Going farther, while many of us actually talk about caring for them, the best thing that can be done for them is to give them the dignity, opportunity and power to make their own choices.  But that also includes voting, and it's an open secret that, over the past couple of years, Republican-dominated legislatures passed voter-ID laws (many struck down or, here in Pennsylvania, delayed) ostensibly to keep them from voting again for Obama -- and, perhaps more telling, against them (their often-transient lifestyles lead to the lack of ID).  However, I can't think of any Christian leader who spoke out against the true intent of such laws -- did they really believe the spin that they were needed to combat fraud (which in practice is virtually non-existent)?
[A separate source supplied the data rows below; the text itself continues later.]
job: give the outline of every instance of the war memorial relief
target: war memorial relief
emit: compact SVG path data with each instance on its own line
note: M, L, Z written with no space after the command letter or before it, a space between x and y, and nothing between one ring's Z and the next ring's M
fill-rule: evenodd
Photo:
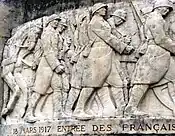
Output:
M0 136L175 135L174 10L98 2L14 28Z

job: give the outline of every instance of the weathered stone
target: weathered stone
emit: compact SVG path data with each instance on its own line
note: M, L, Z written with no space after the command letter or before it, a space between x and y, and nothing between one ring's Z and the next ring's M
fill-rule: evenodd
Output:
M174 133L173 2L110 2L12 30L0 134Z

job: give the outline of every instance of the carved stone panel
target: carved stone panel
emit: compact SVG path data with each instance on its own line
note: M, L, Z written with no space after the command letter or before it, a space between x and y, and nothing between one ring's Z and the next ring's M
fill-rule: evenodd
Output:
M1 132L174 133L173 9L96 3L14 28L1 62Z

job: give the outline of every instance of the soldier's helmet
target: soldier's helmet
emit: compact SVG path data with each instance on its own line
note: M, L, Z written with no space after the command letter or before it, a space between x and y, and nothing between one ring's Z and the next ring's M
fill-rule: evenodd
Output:
M68 27L67 25L67 20L65 18L60 18L61 20L59 21L59 24L65 26L65 27Z
M92 15L99 9L101 8L106 8L107 9L107 5L103 4L103 3L96 3L93 7L92 7Z
M53 20L61 21L61 17L58 16L57 14L53 14L53 15L49 16L49 19L48 19L48 21L47 21L47 23L46 23L46 26L48 26L48 24L49 24L50 22L52 22Z
M111 16L116 16L126 21L127 12L125 10L118 9L114 13L112 13Z
M168 7L171 11L173 10L173 4L169 0L156 0L154 3L154 9L159 7Z

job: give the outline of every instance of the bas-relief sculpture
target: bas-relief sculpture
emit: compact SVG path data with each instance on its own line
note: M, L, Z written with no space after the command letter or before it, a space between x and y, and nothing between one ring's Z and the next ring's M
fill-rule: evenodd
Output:
M1 63L2 123L174 118L173 6L97 3L15 28Z

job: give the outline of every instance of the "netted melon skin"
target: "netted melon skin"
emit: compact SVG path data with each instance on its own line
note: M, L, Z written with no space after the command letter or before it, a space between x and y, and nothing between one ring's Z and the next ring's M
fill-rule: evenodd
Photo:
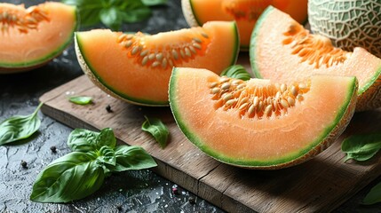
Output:
M310 0L311 30L346 51L365 48L381 58L381 0Z

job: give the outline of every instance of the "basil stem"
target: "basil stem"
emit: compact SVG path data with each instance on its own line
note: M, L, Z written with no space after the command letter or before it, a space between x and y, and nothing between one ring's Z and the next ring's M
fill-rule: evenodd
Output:
M363 162L373 157L381 149L381 134L353 135L341 144L341 150L346 154L345 161L354 159Z
M41 125L37 116L40 103L34 113L28 115L15 115L0 122L0 146L29 138Z

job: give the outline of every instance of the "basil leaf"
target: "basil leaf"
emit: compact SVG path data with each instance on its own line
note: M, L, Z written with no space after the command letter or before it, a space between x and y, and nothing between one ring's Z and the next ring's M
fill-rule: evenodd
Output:
M96 157L95 153L74 152L52 162L37 176L30 200L68 202L93 193L105 177Z
M116 138L114 135L113 129L105 128L100 130L99 135L98 135L96 138L97 149L99 149L103 146L110 146L111 148L115 148L116 146Z
M221 76L241 79L247 81L251 78L250 75L246 71L245 67L242 65L233 65L222 71Z
M135 23L140 20L147 20L151 16L151 11L147 7L141 7L139 9L126 11L121 14L123 21L127 23Z
M141 0L147 6L156 6L167 4L168 0Z
M346 153L346 159L363 162L373 157L381 148L381 134L353 135L341 144L341 150Z
M112 171L142 170L157 166L155 160L142 147L118 146L115 148L116 164L107 167Z
M116 164L115 152L110 146L104 146L98 151L97 161L99 164L106 163L115 166Z
M122 14L116 7L103 8L100 10L99 18L107 28L119 30L123 23Z
M160 146L164 148L167 146L168 135L170 134L168 128L157 118L147 118L143 122L141 130L151 133L154 138L159 142Z
M37 116L40 103L35 112L28 115L15 115L0 122L0 146L29 138L41 125Z
M75 129L68 136L67 146L74 152L96 151L104 146L115 148L116 138L111 128L105 128L100 132Z
M373 186L362 200L362 204L372 205L381 201L381 183Z
M107 27L117 30L123 21L138 22L151 15L151 10L141 0L62 0L62 2L77 7L81 24L83 26L102 22ZM160 3L157 0L148 2L148 5Z
M91 103L91 97L88 96L73 96L68 98L68 100L77 105L88 105Z
M99 133L83 130L74 130L67 139L67 146L73 152L89 152L97 150L95 141L99 138Z

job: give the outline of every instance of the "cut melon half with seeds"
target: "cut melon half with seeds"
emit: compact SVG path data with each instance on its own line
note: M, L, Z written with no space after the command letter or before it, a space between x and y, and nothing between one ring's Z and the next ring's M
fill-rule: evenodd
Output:
M356 111L381 106L380 59L360 47L353 51L336 48L329 38L310 34L274 7L267 8L257 22L250 55L258 78L290 83L315 74L356 76Z
M28 9L0 4L0 74L30 70L60 54L76 29L76 10L48 2Z
M203 67L217 74L235 63L234 22L145 35L107 29L75 33L78 61L106 92L137 105L167 106L173 67Z
M170 82L171 108L187 138L249 169L290 167L321 153L349 123L356 96L356 77L336 75L286 84L174 68Z

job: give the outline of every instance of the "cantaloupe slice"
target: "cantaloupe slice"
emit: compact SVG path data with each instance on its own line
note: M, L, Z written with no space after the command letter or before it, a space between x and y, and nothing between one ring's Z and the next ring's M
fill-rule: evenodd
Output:
M44 65L70 43L76 29L76 10L47 2L28 9L0 4L0 74Z
M187 22L191 27L210 20L235 20L241 50L249 50L251 32L259 15L273 5L303 23L307 19L307 0L181 0Z
M362 48L345 51L329 38L312 35L288 14L269 7L251 36L250 63L255 76L284 83L314 74L356 76L356 111L381 106L381 59Z
M173 115L187 138L225 163L281 169L321 153L342 133L356 102L355 77L316 75L283 84L174 68Z
M167 106L173 67L219 74L235 63L239 37L231 21L152 36L96 29L75 33L75 51L84 73L110 95L137 105Z

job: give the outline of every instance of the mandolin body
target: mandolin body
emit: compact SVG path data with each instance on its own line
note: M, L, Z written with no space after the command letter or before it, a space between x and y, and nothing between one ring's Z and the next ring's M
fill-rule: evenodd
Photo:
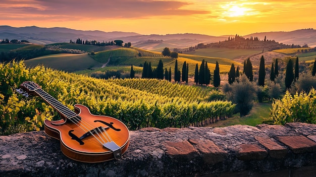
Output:
M98 137L97 134L100 135L103 140L107 139L103 135L108 135L112 141L120 148L120 154L125 152L129 145L129 132L123 123L110 116L92 114L84 105L74 106L75 111L81 117L78 123L74 123L72 118L57 121L46 120L44 122L45 132L49 136L60 140L61 149L66 156L77 161L90 163L116 158L112 150L105 147L97 140L95 138ZM86 130L91 130L101 127L104 128L106 133L101 132L94 134L94 136L90 134L80 138L86 134ZM111 140L106 142L109 141Z

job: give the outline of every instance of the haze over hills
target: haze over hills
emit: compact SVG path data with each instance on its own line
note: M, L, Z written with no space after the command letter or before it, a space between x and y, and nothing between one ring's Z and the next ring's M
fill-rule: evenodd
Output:
M231 36L234 36L232 35ZM199 34L173 34L166 35L142 35L134 32L103 32L101 31L82 31L66 28L40 28L36 26L12 27L0 26L0 39L27 40L30 42L47 44L57 42L68 42L72 39L80 38L82 40L112 41L121 39L125 42L146 49L154 49L169 47L184 48L194 46L199 43L204 44L218 42L227 39L229 35L214 36ZM268 40L275 40L286 44L294 44L316 46L316 30L301 29L290 32L269 32L250 34L243 37L258 37L262 40L267 36Z

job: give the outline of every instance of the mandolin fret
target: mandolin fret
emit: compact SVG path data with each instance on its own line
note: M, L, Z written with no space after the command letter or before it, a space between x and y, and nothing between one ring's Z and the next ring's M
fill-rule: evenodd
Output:
M59 101L42 89L37 89L35 90L35 92L36 92L42 98L46 101L46 102L49 104L49 105L52 106L58 112L64 115L66 117L71 119L71 117L78 115L78 114L70 110L67 106L59 102Z

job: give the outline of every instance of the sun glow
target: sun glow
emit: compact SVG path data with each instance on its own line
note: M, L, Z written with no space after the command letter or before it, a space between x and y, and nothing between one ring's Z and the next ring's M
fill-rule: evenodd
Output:
M231 17L243 16L248 11L247 8L234 6L228 10L228 16Z

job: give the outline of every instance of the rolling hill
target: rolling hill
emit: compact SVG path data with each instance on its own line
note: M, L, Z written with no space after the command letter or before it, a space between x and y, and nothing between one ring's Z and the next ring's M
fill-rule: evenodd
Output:
M251 36L258 37L262 40L267 36L269 40L275 40L286 44L300 45L307 44L311 47L316 47L316 30L313 29L300 29L292 31L269 32L256 33L243 36L250 38Z
M183 48L194 46L200 43L209 43L224 41L228 36L235 35L214 36L199 34L169 34L166 35L142 35L134 32L119 31L82 31L66 28L40 28L36 26L15 28L0 26L0 39L8 38L19 40L25 39L31 42L47 44L58 42L69 42L70 39L80 38L83 40L99 41L121 39L132 43L133 46L150 50L161 50L163 47L170 48ZM286 44L316 46L316 30L301 29L289 32L268 32L250 34L245 38L258 37ZM157 51L157 50L155 50Z
M87 53L62 53L45 55L24 61L28 67L43 65L46 67L73 72L77 71L101 67L102 64L90 57Z

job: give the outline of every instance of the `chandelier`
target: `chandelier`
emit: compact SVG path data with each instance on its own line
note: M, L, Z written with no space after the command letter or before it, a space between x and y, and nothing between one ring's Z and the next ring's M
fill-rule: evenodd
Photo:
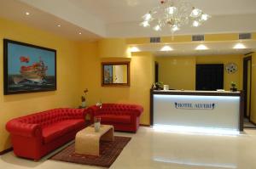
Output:
M198 27L211 16L183 0L161 0L160 4L143 16L143 27L153 26L156 31L168 26L173 33L185 25Z

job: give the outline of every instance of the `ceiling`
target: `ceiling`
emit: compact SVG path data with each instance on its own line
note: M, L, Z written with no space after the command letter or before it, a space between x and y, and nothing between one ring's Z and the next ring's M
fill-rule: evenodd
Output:
M160 3L160 0L69 0L106 24L140 21L141 16ZM176 0L177 1L177 0ZM256 14L255 0L189 0L193 6L211 15Z
M178 1L178 0L174 0ZM171 36L168 29L156 32L139 26L142 15L160 0L0 0L0 17L26 23L72 40L95 41L102 37ZM212 15L200 27L184 26L174 35L256 32L255 0L187 0ZM10 12L11 11L11 12ZM30 12L26 16L26 12ZM61 27L57 25L61 25ZM80 34L79 34L80 32ZM217 48L212 54L252 52ZM207 51L172 51L172 54L199 54ZM169 53L159 52L169 55ZM184 54L185 53L185 54ZM156 53L157 55L158 53Z

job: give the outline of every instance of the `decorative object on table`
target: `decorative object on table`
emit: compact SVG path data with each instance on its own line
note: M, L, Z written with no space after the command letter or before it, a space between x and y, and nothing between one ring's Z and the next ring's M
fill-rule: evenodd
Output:
M164 90L169 90L169 85L164 85Z
M93 105L87 108L87 112L94 117L101 117L101 124L113 125L115 131L136 132L143 107L128 104L102 104L102 109Z
M198 27L211 17L185 0L160 0L160 3L143 16L142 26L152 25L156 31L167 27L173 33L186 25Z
M155 82L154 85L156 87L155 87L156 90L162 90L163 89L164 83L162 82Z
M56 90L56 50L3 39L4 94Z
M88 88L86 88L85 90L84 90L84 94L81 96L81 101L82 101L82 105L81 108L85 108L86 107L86 93L88 93Z
M235 63L229 63L225 65L225 70L229 74L233 74L237 71L238 66Z
M232 92L236 92L236 91L237 91L237 88L236 88L236 83L234 82L231 82L231 88L230 88L230 91L232 91Z
M108 168L131 139L131 138L128 137L115 136L113 142L101 141L100 156L76 154L75 144L73 143L51 156L49 160Z
M95 132L99 132L101 129L101 117L94 117L94 129Z

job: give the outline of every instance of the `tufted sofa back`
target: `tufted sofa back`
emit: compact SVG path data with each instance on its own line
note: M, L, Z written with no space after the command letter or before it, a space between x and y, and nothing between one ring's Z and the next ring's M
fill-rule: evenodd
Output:
M134 114L139 116L143 111L143 108L136 104L102 104L101 109L96 109L96 115L131 115Z
M45 127L58 121L79 118L84 118L84 110L60 108L21 116L15 120L21 123L38 124Z

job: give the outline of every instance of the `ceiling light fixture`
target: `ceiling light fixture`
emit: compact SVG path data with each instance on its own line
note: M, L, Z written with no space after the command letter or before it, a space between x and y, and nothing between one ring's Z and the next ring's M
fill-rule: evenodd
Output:
M243 48L246 48L246 47L244 46L244 44L239 42L239 43L236 43L233 48L235 49L243 49Z
M207 50L207 49L208 49L208 48L204 44L198 45L195 48L195 50Z
M172 48L170 46L168 45L166 45L164 46L163 48L161 48L160 51L165 51L165 52L167 52L167 51L172 51L173 48Z
M173 33L185 25L198 27L211 16L200 8L193 7L185 0L160 0L160 4L143 16L140 25L153 26L154 31L161 31L168 26Z
M137 47L130 47L130 52L140 52L140 49Z

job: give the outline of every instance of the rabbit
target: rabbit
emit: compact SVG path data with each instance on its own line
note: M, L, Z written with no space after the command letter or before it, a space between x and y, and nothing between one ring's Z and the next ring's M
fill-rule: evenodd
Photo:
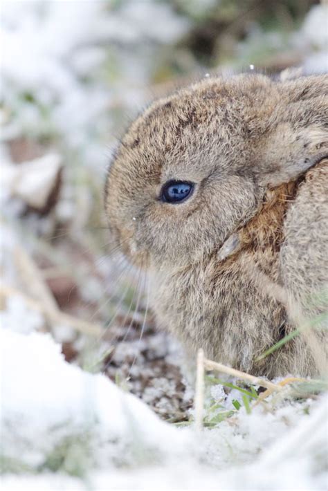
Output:
M327 277L327 75L213 76L154 102L122 138L108 226L190 355L271 378L318 373L300 335L260 356L297 326L257 278L305 317L325 308L307 306Z

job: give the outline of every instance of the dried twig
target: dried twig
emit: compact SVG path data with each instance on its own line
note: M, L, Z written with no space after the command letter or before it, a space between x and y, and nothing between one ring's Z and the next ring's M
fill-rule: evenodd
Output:
M204 406L204 352L198 350L196 390L194 394L195 427L198 432L203 428L203 412Z
M236 370L236 369L233 369L230 367L226 367L221 363L217 363L217 362L212 362L211 360L204 360L205 368L207 370L216 370L217 371L221 372L222 373L227 373L227 375L230 375L233 377L237 377L237 378L241 378L244 380L246 380L251 384L255 385L259 385L262 387L266 387L266 389L270 389L275 391L279 391L282 390L282 387L279 385L273 384L269 380L266 380L263 378L259 378L258 377L255 377L250 373L246 373L244 371L240 371L240 370Z
M37 298L48 310L57 309L58 306L53 293L33 258L19 246L15 248L14 257L24 285L31 297Z

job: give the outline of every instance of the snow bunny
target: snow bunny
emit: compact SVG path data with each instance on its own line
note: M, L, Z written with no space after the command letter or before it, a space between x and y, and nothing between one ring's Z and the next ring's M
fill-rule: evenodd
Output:
M304 319L325 308L327 95L326 75L205 78L154 102L122 138L109 229L148 272L158 324L191 353L268 377L317 372L302 335L260 355L297 327L288 299Z

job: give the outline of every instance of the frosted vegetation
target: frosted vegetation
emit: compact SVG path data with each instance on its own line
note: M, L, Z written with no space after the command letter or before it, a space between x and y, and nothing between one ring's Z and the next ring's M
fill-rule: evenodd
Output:
M241 28L224 0L3 3L1 489L327 488L322 382L262 401L207 375L194 431L181 348L102 216L116 139L152 97L210 69L327 71L327 7L290 3Z

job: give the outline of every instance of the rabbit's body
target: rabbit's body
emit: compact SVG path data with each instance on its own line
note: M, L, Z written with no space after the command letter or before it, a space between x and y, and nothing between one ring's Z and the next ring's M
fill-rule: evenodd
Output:
M268 376L316 373L302 337L257 361L295 326L249 266L307 316L322 311L308 305L328 269L327 78L205 80L155 102L123 138L110 228L149 270L158 324L190 350ZM171 182L191 188L187 199L164 199Z

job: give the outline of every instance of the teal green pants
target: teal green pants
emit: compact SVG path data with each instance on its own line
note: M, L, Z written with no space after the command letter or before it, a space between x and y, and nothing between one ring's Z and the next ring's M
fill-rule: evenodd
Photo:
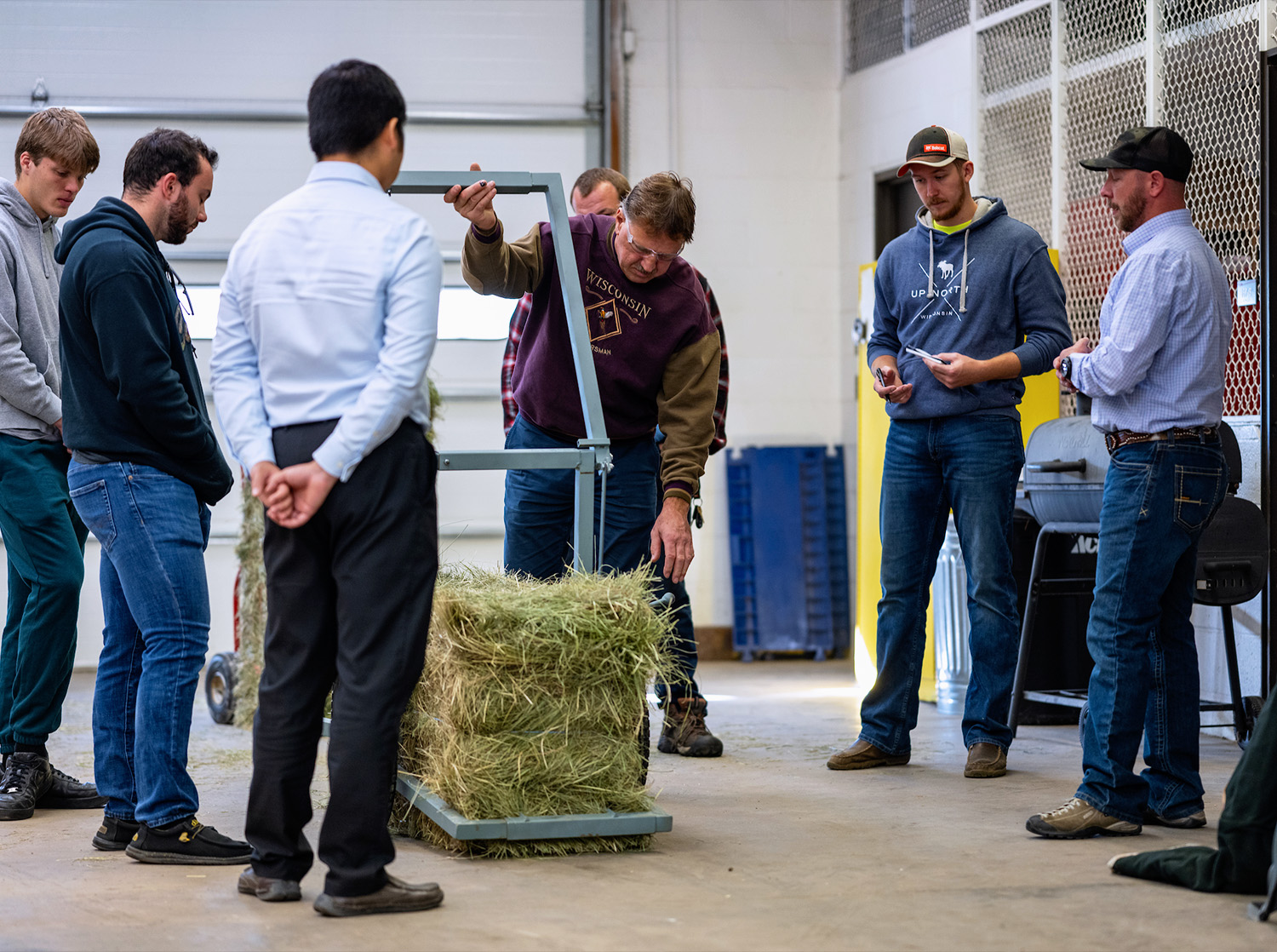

Which leads to another issue:  Why aren't we concerned about the rights of others?  I still haven't forgotten that many of the opponents of the civil-rights movement were conservative Christians -- perhaps even then they feared the loss of their privileged status -- and the words of Martin Luther King Jr., in their proper context, would still convict them today.  They've over the years tried to sanitize him, his "I Have a Dream" speech supposedly declaring color-blindness when he meant nothing of the sort and insisting that he was a Republican partisan (not in 1964 he wasn't).

Bottom line, we in the church need to repent of one thing:  Selfishness based on idolatry.  We need to remember that whatever we have -- a house, a car, money in the bank, the social status that come from them etc. -- are but gifts from God and still belong to Him to be used for His purposes.  It seems to be that, for some of us, government exists only to protect "my status and my stuff," and that has to change before God can move the way we want Him to (and in the way He Himself desires).